In an effort to discourage abuse of the bankruptcy system, the legislation would expand the category of nondischargeable debts—those that must be paid despite a bankruptcy filing—to include credit card debt incurred within 90 days of a filing. Under current law, child support and alimony payments are nondischargeable, but most credit card debt is not. The move to increase the amount of nondischargeable debt has drawn concern from women’s and children’s advocates, who have argued that custodial parents whose ex-spouses file for bankruptcy would be forced to compete against large credit card companies for the limited resources available for paying the credit card debt, as well as alimony and child support. Seeking to address those concerns, Sen. Hatch negotiated the matter with the National Women’s Law Center (NWLC) and the National Association of Attorneys General. Under his language, custody and divorce proceedings would be allowed to move forward despite the automatic stay that otherwise freezes the legal actions affecting an individual declaring bankruptcy. The language also would increase access to information about the employers of deadbeat parents, in an effort to expedite wage withholding. In addition, the amendment would bar the approval of a bankruptcy plan or the discharge of debt until arrears are paid on outstanding alimony and child support.

Rep. Deborah Pryce (R-OH) offered “strong support” for the bill, stating: “This legislation contains important protections for children and spouses who are owed child support or alimony. By equipping state child support agencies with the necessary tools and codifying the importance of child support and alimony obligations, this legislation will increase our commitment to children and families, and will hold parents, husbands, and wives to their responsibilities.”

However, Rep. Carolyn Maloney (D-NY) said she joins the NWLC and “many leading women’s organizations” in opposing the bill. “Bankruptcy reform is important to the American people, but so is protecting women’s safety and reproductive freedom,” she said.

In addition to making more debt nondischargeable, H.R. 2415 would establish a new means test formula. The new income calculations would require more filings under the bankruptcy code’s Chapter 13, rather than Chapter 7. Under Chapter 13, debtors are required to repay a significant portion of debt, while most debt is excused for Chapter 7 filers.

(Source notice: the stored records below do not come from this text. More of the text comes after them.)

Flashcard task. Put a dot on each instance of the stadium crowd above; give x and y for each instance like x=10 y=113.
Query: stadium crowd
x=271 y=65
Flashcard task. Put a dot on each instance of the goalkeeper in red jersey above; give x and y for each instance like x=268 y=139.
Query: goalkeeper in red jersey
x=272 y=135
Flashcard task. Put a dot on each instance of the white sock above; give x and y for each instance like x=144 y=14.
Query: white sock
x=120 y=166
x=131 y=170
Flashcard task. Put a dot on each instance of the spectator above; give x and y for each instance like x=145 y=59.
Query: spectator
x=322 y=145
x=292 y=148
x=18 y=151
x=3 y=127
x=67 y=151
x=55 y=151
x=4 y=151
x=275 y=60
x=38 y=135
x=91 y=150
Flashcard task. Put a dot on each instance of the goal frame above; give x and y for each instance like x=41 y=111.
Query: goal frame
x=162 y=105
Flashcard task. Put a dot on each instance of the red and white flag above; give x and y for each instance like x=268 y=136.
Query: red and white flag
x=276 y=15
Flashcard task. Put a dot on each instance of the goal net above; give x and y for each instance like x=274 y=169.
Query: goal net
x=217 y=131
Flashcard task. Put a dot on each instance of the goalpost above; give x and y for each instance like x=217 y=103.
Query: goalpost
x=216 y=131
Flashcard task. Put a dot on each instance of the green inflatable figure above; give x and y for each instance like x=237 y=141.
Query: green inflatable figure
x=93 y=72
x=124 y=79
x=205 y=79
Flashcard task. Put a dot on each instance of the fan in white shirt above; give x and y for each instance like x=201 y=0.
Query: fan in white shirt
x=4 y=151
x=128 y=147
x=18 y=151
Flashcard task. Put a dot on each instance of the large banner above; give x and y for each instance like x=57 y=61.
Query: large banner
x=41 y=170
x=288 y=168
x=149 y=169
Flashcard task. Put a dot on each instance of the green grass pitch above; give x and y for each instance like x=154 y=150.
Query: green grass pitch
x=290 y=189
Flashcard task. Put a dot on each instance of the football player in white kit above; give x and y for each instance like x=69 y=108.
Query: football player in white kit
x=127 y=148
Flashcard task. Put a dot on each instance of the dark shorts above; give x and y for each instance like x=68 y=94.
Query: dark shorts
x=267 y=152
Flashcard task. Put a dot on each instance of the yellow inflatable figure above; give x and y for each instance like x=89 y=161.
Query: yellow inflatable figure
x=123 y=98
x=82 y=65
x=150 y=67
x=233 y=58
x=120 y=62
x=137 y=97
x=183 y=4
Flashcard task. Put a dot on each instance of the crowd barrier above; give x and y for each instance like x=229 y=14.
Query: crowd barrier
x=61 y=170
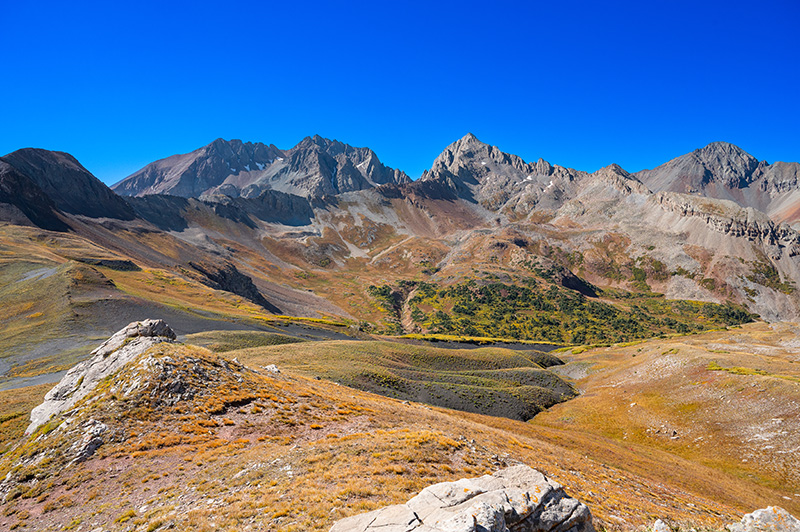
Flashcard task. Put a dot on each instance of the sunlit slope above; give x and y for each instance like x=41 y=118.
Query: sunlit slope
x=728 y=400
x=492 y=381
x=242 y=448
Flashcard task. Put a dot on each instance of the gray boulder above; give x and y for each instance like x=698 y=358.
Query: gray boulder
x=770 y=519
x=518 y=499
x=110 y=357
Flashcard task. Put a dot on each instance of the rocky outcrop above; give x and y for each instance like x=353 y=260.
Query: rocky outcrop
x=518 y=499
x=771 y=519
x=106 y=360
x=68 y=184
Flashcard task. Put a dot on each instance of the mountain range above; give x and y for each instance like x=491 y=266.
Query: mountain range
x=336 y=336
x=713 y=225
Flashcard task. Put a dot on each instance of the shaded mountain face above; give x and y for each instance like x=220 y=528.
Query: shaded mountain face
x=314 y=168
x=70 y=186
x=22 y=201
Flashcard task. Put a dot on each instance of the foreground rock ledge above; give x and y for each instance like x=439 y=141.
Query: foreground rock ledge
x=107 y=359
x=516 y=499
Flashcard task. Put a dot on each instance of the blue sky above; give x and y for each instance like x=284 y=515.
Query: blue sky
x=581 y=84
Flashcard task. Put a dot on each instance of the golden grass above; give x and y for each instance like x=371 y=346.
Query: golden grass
x=313 y=452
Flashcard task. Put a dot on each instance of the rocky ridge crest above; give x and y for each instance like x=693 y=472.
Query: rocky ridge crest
x=110 y=357
x=518 y=498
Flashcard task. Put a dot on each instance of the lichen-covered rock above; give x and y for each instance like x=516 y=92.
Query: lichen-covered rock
x=107 y=359
x=770 y=519
x=517 y=498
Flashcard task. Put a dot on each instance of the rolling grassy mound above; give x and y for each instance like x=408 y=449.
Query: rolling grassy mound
x=493 y=381
x=239 y=450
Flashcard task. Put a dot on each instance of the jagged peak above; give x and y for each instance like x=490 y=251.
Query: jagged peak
x=721 y=149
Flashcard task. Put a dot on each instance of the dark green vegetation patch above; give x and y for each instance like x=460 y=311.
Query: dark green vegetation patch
x=492 y=381
x=547 y=312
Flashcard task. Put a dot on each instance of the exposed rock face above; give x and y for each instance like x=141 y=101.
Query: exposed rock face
x=69 y=185
x=518 y=499
x=729 y=218
x=771 y=519
x=724 y=171
x=481 y=173
x=315 y=167
x=110 y=357
x=718 y=164
x=191 y=174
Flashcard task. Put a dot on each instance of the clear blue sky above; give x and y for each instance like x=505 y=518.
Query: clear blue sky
x=581 y=84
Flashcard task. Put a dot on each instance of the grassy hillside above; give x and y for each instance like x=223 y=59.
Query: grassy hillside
x=288 y=453
x=493 y=381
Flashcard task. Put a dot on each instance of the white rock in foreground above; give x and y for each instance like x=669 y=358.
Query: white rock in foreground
x=518 y=498
x=770 y=519
x=115 y=352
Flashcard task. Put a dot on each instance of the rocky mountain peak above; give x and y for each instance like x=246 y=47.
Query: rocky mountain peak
x=315 y=167
x=709 y=170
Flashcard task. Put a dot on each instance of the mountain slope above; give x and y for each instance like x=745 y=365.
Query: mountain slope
x=25 y=202
x=313 y=168
x=69 y=185
x=724 y=171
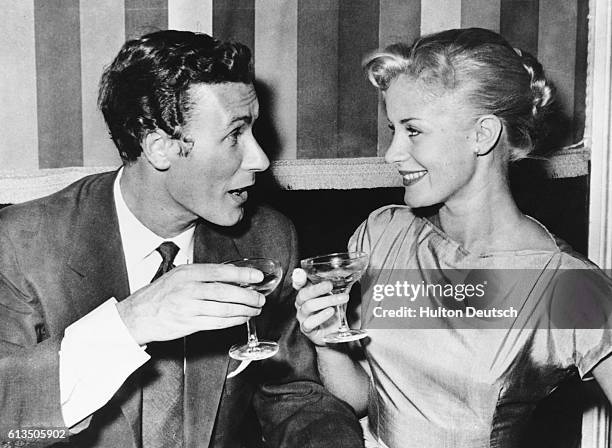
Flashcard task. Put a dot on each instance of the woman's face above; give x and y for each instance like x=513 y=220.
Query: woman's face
x=433 y=144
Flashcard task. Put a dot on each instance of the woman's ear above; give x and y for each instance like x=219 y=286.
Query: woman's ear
x=158 y=148
x=488 y=133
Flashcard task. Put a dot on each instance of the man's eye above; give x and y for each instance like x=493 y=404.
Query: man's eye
x=412 y=132
x=234 y=135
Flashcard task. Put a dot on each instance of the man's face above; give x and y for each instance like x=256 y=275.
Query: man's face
x=212 y=181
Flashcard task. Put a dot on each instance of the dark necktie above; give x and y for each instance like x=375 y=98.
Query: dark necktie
x=162 y=394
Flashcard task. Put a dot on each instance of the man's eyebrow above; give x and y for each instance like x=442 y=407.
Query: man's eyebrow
x=246 y=118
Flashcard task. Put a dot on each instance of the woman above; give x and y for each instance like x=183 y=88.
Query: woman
x=462 y=105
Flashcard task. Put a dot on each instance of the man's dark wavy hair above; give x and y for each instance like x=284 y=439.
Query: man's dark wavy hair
x=146 y=86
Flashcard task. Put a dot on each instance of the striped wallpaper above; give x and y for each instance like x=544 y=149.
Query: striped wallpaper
x=315 y=100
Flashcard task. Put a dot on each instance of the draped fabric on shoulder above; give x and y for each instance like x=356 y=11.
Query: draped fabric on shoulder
x=469 y=382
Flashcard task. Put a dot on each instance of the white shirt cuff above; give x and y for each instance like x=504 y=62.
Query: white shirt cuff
x=97 y=355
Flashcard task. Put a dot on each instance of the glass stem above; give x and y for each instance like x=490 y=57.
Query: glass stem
x=252 y=334
x=341 y=309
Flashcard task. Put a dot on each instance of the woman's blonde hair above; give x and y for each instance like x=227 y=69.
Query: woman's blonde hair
x=496 y=78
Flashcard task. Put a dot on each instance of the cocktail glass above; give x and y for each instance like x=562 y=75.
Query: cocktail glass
x=342 y=270
x=255 y=349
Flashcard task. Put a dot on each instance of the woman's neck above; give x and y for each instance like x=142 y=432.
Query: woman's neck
x=488 y=220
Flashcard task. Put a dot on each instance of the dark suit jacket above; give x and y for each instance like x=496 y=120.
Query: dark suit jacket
x=61 y=257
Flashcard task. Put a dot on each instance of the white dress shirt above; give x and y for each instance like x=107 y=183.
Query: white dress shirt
x=98 y=353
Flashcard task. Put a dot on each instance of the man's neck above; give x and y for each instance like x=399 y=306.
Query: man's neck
x=146 y=197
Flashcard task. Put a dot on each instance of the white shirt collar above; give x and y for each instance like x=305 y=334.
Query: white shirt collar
x=139 y=241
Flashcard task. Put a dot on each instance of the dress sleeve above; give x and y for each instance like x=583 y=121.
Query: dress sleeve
x=581 y=307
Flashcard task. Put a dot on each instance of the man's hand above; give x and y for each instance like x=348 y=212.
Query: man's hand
x=191 y=298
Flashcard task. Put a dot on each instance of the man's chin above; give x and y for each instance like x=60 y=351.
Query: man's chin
x=227 y=219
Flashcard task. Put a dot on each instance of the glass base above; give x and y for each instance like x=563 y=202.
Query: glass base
x=263 y=350
x=345 y=336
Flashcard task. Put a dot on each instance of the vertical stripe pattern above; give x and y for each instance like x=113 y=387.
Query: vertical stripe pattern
x=97 y=20
x=190 y=15
x=314 y=99
x=18 y=114
x=234 y=20
x=317 y=86
x=145 y=16
x=276 y=72
x=58 y=83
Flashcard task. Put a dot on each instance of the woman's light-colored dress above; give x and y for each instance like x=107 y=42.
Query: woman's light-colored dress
x=464 y=381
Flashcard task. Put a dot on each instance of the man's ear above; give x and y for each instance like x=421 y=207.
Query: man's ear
x=488 y=133
x=158 y=148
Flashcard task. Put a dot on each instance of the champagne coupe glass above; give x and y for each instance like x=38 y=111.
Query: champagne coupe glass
x=254 y=349
x=342 y=269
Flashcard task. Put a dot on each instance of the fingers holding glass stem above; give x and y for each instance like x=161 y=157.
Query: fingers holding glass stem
x=316 y=310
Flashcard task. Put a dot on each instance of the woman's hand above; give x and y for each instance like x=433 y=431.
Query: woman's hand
x=315 y=307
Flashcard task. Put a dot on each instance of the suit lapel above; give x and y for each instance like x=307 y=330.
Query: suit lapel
x=206 y=351
x=98 y=273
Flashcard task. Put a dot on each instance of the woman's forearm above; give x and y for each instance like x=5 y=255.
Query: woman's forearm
x=344 y=378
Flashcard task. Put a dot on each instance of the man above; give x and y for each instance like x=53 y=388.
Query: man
x=79 y=311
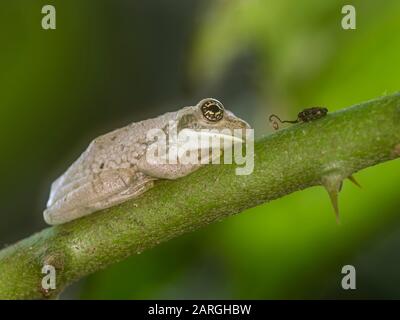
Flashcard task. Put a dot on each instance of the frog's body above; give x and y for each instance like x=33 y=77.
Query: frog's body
x=114 y=169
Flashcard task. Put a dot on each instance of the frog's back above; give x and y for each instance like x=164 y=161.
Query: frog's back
x=118 y=149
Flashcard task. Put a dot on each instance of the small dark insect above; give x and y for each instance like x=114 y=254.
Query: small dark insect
x=306 y=115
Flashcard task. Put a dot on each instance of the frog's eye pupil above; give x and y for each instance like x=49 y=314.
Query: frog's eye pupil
x=212 y=110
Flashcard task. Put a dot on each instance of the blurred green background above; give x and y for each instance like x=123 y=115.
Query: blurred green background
x=110 y=63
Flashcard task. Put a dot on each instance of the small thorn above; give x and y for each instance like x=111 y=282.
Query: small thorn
x=333 y=184
x=352 y=179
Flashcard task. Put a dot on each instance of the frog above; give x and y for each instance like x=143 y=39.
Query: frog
x=115 y=168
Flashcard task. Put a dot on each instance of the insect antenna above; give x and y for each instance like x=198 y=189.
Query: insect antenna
x=273 y=118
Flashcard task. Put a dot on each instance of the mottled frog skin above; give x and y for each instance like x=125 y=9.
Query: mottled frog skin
x=114 y=169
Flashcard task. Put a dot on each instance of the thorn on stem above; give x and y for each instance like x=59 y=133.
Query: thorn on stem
x=333 y=184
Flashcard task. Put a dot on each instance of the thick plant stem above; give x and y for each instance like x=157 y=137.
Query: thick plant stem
x=322 y=152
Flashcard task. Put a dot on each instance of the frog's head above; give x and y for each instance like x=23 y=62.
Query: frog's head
x=209 y=113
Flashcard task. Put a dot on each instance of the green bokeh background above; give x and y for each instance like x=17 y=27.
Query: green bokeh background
x=110 y=63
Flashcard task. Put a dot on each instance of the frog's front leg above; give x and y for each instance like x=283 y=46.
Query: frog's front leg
x=97 y=192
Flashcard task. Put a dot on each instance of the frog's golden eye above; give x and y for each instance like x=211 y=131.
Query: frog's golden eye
x=212 y=110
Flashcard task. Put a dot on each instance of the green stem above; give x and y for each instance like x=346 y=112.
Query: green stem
x=323 y=152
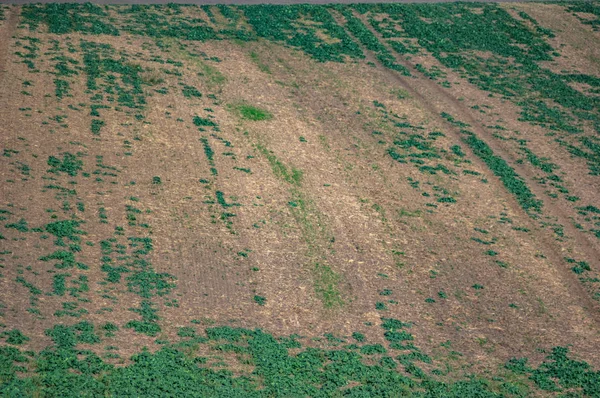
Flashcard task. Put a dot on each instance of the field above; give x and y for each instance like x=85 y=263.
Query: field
x=302 y=200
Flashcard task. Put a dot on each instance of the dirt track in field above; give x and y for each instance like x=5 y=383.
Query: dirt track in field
x=437 y=99
x=318 y=104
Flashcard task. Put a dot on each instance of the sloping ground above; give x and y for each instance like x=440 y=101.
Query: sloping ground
x=300 y=201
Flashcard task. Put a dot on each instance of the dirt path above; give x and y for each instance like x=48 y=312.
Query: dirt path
x=435 y=99
x=7 y=29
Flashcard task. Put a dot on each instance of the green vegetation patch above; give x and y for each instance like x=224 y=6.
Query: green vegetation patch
x=250 y=112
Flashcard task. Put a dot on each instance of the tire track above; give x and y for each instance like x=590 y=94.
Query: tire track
x=7 y=30
x=423 y=90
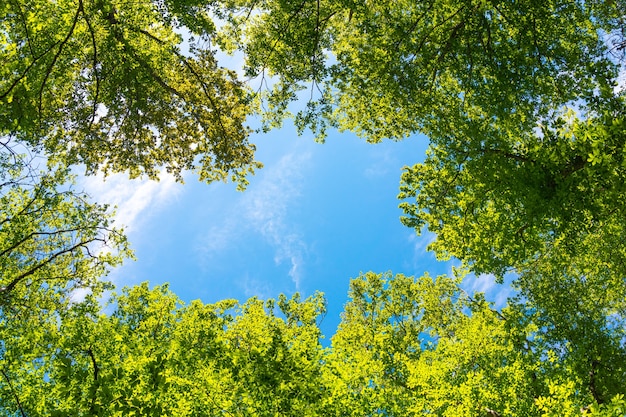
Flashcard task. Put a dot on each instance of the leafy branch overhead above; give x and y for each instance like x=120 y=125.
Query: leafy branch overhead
x=107 y=84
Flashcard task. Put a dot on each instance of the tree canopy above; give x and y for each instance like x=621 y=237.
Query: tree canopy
x=109 y=84
x=524 y=175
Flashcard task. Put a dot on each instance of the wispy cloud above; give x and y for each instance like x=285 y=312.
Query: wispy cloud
x=133 y=199
x=265 y=209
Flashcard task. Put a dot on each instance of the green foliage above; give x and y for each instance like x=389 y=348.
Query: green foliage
x=55 y=247
x=390 y=69
x=105 y=83
x=154 y=356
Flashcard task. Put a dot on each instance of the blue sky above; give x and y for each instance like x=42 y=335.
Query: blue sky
x=315 y=216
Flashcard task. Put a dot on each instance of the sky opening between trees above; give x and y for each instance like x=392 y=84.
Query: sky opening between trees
x=524 y=179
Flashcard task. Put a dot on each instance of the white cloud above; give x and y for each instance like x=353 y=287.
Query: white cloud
x=133 y=199
x=265 y=209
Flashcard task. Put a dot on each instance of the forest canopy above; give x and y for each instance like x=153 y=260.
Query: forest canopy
x=524 y=176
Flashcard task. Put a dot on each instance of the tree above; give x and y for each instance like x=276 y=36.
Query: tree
x=388 y=70
x=109 y=84
x=55 y=247
x=424 y=346
x=154 y=356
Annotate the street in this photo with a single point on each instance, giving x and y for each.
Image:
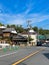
(11, 57)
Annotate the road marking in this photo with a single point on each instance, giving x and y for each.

In calculating income for the means test, H.R. 2415 would allow those filing for bankruptcy to include as expenses the costs associated with securing safety from potential domestic violence; up to $1,500 of the costs associated with a dependent child’s education at a private elementary or secondary school; the continual costs associated with the care of an elderly, chronically ill, or disabled member of the household; the costs associated with maintenance of a vehicle necessary for transportation to the workplace; and up to 5 percent of the reasonable costs associated with food and clothing.